Pharmacist PBS access would be cost neutral, says pharmacist body

4 minute read


The $100m Labor has already committed to take pharmacist-led prescribing national wasn’t among the Pharmacy Guild’s asks.


Advanced Pharmacy Australia, formerly the Society of Hospital Pharmacists of Australia, used its pre-budget submission this year to recommend that pharmacists be allowed to write PBS prescriptions in the context of collaborative prescribing trials.

By the organisation’s math, pharmacist PBS prescribing would be cost-neutral and, in fact, would be “likely to result in cost savings by optimising existing resources and reducing inefficiencies in care delivery”.

“Enabling pharmacists to prescribe medicines under the PBS in general practice and aged care settings will reduce bottlenecks in care delivery allowing patients, particularly those in aged care or managing chronic conditions, to access essential, subsidised medicines in a timely fashion without unnecessary delays, improving continuity of care and overall health outcomes,” Advanced Pharmacy Australia’s submission read.

It also requested $1.4 million to expand a pharmacist-led prescribing model which has been trialled in tertiary care, into primary care.

This would see “pharmacist prescribers” recruited into GP pilot sites, where they would be collaborative prescribers.

“The doctor diagnoses and together with the pharmacist and patient/carer, sets shared initial treatment decisions and treatment goals, while the pharmacist selects, monitors, modifies, continues or discontinuous the pharmacological treatments as appropriate,” the peak body for hospital-based pharmacists said.

“Both the doctor and the prescribing pharmacist share in the risk and responsibility for the patient health outcomes achieved in a collaborative practice model.”

Despite the fearsome reputation of the Pharmacy Guild of Australia when it comes to advocacy and its apparent enthusiasm for expanding scope of practice, its official pre-budget asks this year were relatively modest.

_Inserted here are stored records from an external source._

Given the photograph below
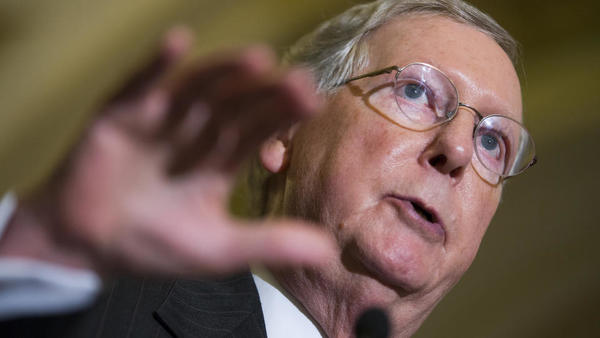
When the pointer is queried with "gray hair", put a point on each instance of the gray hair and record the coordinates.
(338, 48)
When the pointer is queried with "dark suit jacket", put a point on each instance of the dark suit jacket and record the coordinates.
(144, 308)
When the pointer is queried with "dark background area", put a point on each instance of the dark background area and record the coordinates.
(538, 270)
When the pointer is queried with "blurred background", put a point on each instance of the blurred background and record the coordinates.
(538, 270)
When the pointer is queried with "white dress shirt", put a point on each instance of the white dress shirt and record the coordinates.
(283, 317)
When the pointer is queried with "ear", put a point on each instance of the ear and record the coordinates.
(275, 152)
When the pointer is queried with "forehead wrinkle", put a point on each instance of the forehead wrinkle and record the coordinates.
(466, 63)
(487, 101)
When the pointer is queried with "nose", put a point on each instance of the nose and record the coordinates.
(451, 150)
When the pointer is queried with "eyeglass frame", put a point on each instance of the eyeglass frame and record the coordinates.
(481, 118)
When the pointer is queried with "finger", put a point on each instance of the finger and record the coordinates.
(174, 45)
(296, 100)
(253, 112)
(281, 243)
(210, 76)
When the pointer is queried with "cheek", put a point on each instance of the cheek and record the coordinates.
(479, 209)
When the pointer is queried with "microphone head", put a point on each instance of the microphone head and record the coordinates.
(373, 323)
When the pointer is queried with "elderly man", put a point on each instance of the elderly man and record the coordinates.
(404, 169)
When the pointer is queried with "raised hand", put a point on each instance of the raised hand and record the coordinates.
(146, 189)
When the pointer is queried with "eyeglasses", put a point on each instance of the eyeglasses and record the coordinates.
(425, 98)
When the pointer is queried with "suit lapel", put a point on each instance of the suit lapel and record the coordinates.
(225, 308)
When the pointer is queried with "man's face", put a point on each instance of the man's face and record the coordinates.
(365, 178)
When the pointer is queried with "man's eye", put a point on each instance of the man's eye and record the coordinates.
(492, 150)
(489, 142)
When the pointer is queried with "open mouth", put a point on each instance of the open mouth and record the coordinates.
(420, 215)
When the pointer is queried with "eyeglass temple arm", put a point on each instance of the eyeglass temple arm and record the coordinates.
(371, 74)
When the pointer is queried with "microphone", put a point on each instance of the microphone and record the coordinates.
(373, 323)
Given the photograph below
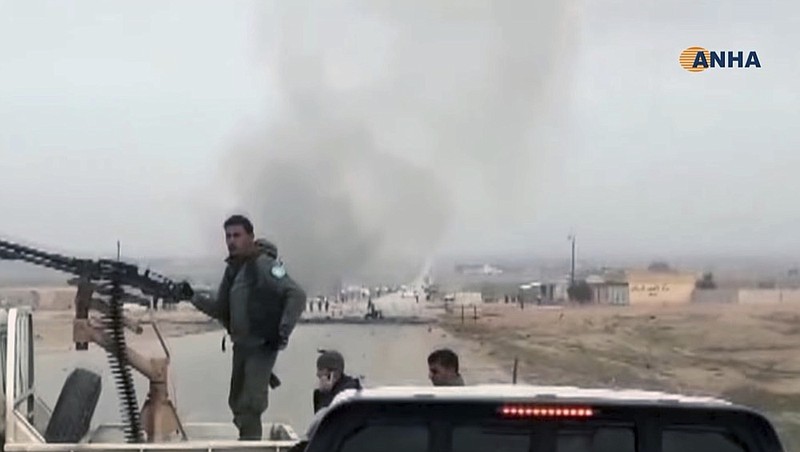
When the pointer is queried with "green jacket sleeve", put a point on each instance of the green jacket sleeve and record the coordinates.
(296, 300)
(207, 304)
(294, 297)
(210, 303)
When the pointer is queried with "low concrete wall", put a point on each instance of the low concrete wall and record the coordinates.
(40, 298)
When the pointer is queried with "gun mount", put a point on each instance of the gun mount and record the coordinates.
(104, 285)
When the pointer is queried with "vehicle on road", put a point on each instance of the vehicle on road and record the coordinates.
(29, 424)
(517, 418)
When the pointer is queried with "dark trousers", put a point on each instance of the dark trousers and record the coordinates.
(249, 392)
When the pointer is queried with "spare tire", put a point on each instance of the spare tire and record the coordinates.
(72, 415)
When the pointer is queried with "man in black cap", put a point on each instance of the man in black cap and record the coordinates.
(443, 368)
(332, 379)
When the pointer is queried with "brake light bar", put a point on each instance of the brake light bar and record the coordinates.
(529, 411)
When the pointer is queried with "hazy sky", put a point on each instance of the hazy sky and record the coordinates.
(122, 120)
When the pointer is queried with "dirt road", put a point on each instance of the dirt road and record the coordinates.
(747, 353)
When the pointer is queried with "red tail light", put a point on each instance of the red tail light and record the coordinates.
(529, 411)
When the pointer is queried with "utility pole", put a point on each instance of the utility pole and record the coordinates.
(571, 238)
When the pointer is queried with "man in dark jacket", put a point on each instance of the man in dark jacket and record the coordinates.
(259, 305)
(332, 379)
(443, 368)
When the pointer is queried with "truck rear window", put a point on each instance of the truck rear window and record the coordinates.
(563, 438)
(489, 437)
(484, 428)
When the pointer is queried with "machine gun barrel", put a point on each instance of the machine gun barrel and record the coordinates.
(100, 271)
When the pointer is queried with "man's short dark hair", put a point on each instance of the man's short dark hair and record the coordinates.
(444, 357)
(239, 220)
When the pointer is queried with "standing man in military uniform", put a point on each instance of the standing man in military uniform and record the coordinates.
(259, 305)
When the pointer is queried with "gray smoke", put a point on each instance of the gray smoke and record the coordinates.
(397, 119)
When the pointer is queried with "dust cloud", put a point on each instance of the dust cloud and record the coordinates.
(395, 121)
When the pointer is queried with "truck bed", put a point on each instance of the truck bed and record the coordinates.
(198, 431)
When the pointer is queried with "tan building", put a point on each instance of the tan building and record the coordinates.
(648, 287)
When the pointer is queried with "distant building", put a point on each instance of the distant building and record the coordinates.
(484, 269)
(654, 287)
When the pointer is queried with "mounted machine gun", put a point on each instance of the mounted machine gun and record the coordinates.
(115, 283)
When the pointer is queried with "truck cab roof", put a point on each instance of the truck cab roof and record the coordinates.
(531, 393)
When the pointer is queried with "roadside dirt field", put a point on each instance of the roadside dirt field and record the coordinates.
(747, 353)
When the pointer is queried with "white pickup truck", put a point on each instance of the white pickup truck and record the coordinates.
(511, 418)
(28, 424)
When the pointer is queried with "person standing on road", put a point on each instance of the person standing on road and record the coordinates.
(443, 368)
(259, 305)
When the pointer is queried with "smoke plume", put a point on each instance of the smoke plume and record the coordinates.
(396, 120)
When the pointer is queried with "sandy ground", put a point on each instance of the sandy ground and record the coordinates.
(747, 353)
(53, 329)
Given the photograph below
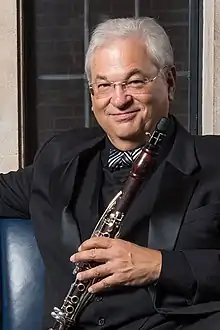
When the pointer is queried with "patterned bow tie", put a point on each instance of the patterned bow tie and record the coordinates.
(118, 159)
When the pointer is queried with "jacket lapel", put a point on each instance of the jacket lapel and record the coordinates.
(63, 183)
(176, 189)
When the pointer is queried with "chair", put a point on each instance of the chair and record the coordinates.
(22, 274)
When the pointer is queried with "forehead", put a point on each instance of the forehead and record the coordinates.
(117, 57)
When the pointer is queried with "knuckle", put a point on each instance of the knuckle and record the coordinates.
(97, 273)
(93, 253)
(105, 284)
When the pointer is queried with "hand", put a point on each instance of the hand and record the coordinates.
(119, 263)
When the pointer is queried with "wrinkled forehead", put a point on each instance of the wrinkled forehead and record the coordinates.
(116, 58)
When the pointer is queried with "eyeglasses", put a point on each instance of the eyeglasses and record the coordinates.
(132, 86)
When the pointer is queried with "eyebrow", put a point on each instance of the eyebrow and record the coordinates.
(128, 75)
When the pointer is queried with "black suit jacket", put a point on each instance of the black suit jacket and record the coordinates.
(184, 224)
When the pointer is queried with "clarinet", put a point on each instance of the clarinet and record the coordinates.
(109, 225)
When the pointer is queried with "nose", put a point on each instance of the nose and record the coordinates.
(120, 99)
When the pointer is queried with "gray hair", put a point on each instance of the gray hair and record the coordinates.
(146, 28)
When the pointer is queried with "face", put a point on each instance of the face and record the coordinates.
(124, 115)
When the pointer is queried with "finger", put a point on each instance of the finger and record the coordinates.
(95, 272)
(98, 255)
(105, 284)
(96, 242)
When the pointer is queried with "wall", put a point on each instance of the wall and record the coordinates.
(8, 87)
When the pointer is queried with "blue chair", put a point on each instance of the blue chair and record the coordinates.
(22, 274)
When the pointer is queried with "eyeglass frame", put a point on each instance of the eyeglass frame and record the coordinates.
(124, 83)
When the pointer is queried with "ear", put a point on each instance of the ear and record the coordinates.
(171, 82)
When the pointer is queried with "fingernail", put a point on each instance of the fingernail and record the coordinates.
(72, 258)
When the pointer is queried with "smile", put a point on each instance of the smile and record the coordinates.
(125, 116)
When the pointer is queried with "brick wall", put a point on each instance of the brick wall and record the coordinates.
(59, 36)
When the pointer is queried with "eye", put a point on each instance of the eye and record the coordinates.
(103, 86)
(137, 83)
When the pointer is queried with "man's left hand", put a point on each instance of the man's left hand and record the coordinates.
(119, 263)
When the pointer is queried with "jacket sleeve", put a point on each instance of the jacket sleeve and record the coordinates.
(188, 278)
(15, 190)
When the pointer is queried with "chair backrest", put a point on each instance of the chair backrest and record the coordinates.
(22, 274)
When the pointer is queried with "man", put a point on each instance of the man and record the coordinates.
(164, 271)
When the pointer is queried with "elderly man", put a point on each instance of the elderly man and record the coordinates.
(164, 270)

Labor has already pledged $100 million in funding to go toward two national trials of pharmacist-led prescribing for UTIs and the oral contraceptive pill.

Women with concession cards will be able to consult with a pharmacist at no out-of-pocket cost, and pharmacists will be able to write PBS-eligible prescriptions if they determine that a medicine is needed.

The trials start in 2026.

The Guild has been vocally supportive of expanding pharmacist scope of practice to include prescribing for certain conditions, but its four pre-budget asks this year related to dose administration aids, opioid dependence treatment, university places and dispensing fees for a subset of medicines.

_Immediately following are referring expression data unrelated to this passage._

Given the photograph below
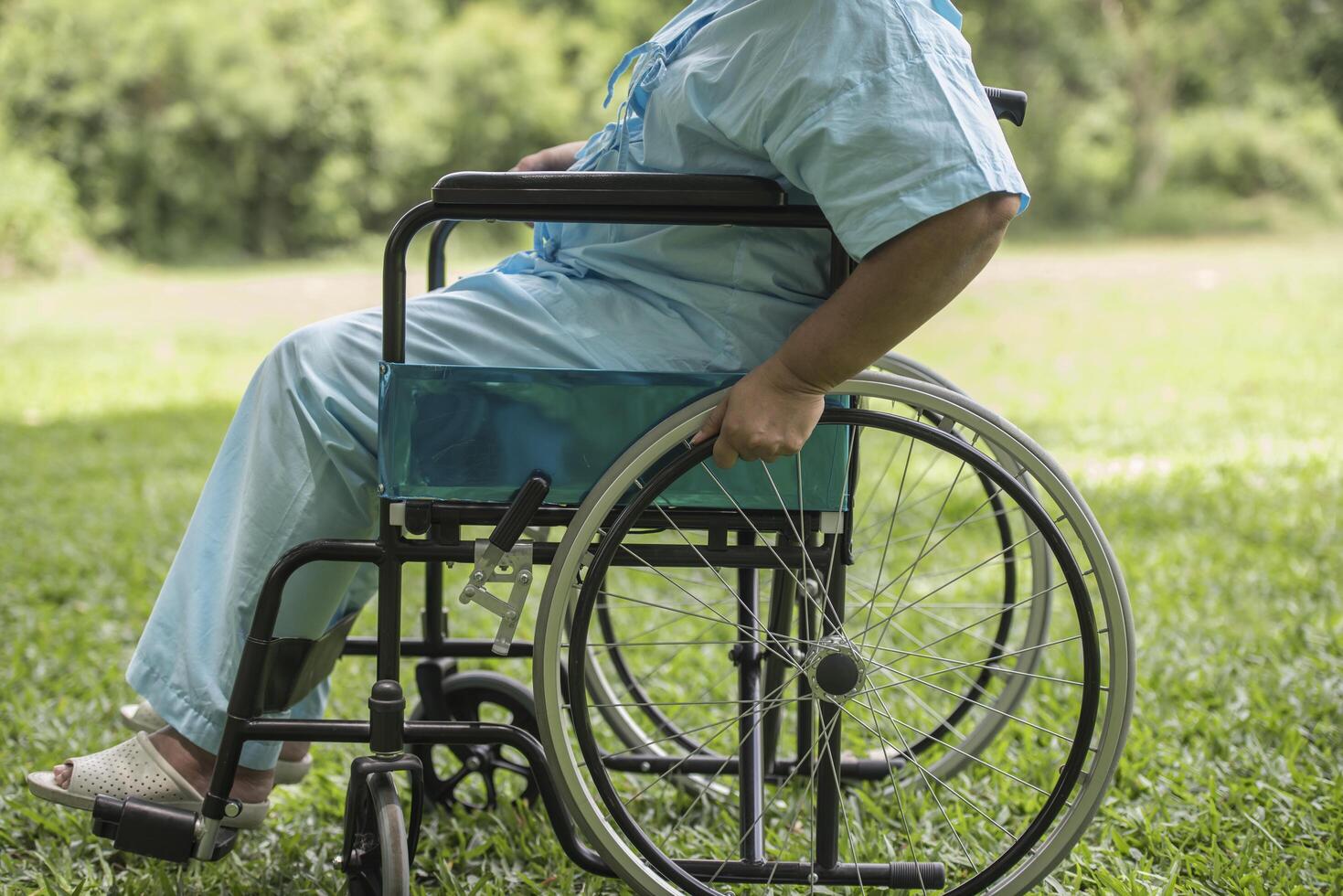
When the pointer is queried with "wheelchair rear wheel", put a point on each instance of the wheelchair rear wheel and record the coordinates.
(879, 646)
(639, 723)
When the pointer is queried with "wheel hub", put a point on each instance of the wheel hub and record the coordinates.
(834, 669)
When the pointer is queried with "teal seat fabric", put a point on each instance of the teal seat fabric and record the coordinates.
(475, 434)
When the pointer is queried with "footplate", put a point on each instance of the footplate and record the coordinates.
(152, 829)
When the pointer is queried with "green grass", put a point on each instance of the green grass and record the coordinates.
(1191, 389)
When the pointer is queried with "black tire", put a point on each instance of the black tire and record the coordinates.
(384, 863)
(463, 698)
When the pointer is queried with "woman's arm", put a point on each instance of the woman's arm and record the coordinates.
(552, 159)
(896, 289)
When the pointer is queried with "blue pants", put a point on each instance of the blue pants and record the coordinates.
(298, 463)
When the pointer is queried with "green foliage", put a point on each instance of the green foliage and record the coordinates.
(39, 217)
(280, 126)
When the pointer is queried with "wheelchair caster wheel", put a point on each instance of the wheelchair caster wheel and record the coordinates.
(477, 776)
(378, 860)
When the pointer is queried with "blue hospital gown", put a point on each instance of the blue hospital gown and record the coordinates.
(868, 108)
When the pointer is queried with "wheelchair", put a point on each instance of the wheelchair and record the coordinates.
(899, 660)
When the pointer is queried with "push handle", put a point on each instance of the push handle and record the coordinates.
(520, 511)
(1008, 105)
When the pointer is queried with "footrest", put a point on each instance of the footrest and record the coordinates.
(136, 825)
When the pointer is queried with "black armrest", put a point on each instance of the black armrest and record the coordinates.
(607, 188)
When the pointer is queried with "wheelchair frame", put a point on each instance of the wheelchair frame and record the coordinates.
(552, 197)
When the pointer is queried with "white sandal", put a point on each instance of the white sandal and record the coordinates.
(132, 769)
(141, 716)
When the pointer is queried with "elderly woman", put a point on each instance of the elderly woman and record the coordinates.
(868, 108)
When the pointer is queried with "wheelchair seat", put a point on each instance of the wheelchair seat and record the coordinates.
(475, 432)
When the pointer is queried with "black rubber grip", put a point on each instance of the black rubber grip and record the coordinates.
(520, 511)
(1008, 105)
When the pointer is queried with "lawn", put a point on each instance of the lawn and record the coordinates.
(1190, 389)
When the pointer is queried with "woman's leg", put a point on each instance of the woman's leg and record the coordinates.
(298, 463)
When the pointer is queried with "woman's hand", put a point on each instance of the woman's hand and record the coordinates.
(555, 159)
(769, 414)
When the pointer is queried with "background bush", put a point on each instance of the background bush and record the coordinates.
(214, 128)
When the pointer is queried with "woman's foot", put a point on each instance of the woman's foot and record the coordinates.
(197, 764)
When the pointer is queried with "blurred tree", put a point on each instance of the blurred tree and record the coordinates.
(278, 126)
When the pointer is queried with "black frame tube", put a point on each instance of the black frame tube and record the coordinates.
(750, 738)
(829, 761)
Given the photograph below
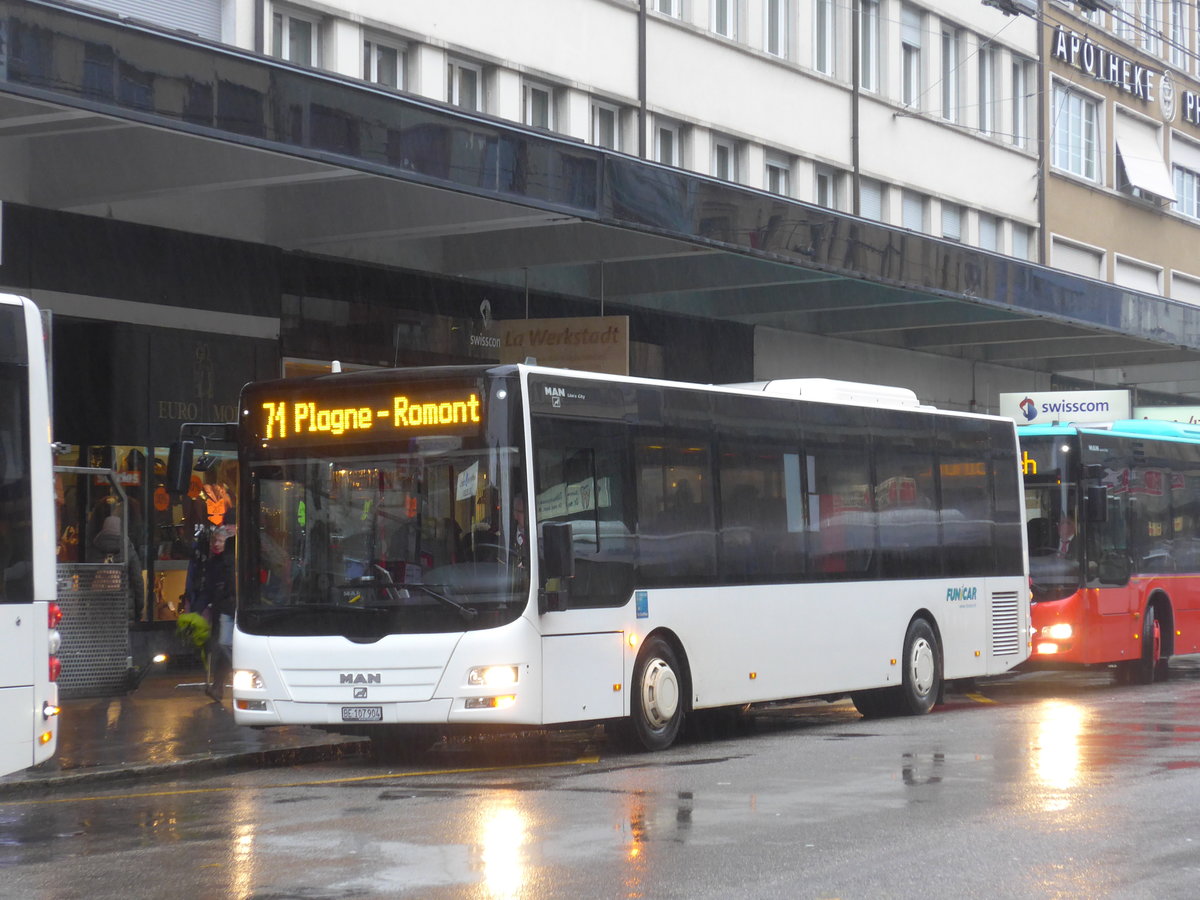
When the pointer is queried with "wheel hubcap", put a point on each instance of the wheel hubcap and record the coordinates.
(660, 693)
(922, 666)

On dose administration aids, the pharmacy owners’ group called for dedicated funding to go toward medication management in aged care facilities, which would help streamline resources.

For the opioid dependence treatment community pharmacy program, the Guild wants to see the fee for supplying oral medications increased from $5.66 to $7.40.

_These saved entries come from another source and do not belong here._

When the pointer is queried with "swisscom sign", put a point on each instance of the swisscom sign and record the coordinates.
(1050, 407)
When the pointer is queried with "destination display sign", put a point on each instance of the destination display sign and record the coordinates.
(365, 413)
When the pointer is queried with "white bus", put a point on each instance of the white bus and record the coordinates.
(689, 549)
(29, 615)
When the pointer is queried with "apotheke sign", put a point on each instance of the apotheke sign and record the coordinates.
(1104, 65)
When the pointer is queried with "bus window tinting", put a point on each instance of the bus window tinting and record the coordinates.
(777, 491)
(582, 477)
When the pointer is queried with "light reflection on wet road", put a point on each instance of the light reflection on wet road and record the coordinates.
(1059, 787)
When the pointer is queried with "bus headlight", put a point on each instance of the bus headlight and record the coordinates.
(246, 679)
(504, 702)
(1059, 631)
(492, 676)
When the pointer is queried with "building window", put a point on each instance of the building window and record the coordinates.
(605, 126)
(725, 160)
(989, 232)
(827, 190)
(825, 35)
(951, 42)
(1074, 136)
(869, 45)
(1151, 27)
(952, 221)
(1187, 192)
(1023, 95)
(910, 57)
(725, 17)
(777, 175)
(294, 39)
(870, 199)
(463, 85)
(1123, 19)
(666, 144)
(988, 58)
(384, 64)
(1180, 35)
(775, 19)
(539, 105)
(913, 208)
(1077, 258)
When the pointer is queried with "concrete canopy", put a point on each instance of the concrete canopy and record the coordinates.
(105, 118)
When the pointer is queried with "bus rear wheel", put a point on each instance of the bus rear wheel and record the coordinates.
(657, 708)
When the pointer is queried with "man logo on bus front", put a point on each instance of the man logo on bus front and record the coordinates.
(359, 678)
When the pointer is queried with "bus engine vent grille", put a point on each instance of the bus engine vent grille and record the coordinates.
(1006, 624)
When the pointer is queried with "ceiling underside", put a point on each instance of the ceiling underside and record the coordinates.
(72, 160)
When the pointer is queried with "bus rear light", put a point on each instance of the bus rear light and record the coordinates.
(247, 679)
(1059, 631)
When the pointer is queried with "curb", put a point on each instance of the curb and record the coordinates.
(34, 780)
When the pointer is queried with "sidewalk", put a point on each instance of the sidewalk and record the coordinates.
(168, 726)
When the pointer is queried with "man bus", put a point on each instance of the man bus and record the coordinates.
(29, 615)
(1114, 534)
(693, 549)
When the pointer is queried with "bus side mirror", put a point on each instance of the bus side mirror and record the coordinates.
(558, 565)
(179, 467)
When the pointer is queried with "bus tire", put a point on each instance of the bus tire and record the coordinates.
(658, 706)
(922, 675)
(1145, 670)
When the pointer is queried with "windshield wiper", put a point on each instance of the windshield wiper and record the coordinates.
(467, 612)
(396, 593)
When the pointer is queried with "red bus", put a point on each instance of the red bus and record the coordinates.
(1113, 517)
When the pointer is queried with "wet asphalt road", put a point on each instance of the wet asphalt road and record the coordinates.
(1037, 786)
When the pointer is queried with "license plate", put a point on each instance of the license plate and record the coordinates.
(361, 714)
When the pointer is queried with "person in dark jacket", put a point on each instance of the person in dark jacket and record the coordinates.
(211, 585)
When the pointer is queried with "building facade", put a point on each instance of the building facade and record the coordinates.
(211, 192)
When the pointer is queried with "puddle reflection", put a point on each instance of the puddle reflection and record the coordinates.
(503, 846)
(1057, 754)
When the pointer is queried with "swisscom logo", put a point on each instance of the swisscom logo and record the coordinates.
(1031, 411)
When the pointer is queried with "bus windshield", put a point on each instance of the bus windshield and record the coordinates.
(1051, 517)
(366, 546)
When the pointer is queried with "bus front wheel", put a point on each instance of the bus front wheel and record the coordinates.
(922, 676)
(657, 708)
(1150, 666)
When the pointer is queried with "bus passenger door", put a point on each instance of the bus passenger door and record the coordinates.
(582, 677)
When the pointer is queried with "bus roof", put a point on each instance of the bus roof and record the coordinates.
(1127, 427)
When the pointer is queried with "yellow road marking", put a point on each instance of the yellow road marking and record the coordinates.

It also recommended increasing the Commonwealth funding for pharmacy courses in a way that would not raise student fees, and to align dispensing fees for highly specialised s100 drugs with the fees for general schedule s85 drugs.

In short, none of the Guild’s asks were particularly ambitious.

Of course, the Pharmacy Guild has already been able to secure funding and policy pledges from the federal government via the Eighth Community Pharmacy Agreement, which was signed in June last year.

Through the 8CPA, the government has already committed to a cool $26.44 billion in funding for community pharmacy.

Some of the key measures this funding were increased fees for 60-day dispensing, which came to $2.11 billion, a 30% increase in funding for community pharmacy programs and a requirement for the government to “formally consult” the Guild on any health policy that may affect community pharmacy.

The Pharmaceutical Society of Australia had loftier ambitions for this year’s budget.

It asked for annual indexation, rural loading and after-hours loading for pharmacist-led services, reimbursement for pharmacists who participate in multidisciplinary case conferences and a doubling of the WIP payment for GP practices who support onsite pharmacists.

The latter proposal would see GP practices eligible for up to $130,000 in additional finding each year, which would cost the government about $49.3 million per year, assuming a 10% take-up among general practice.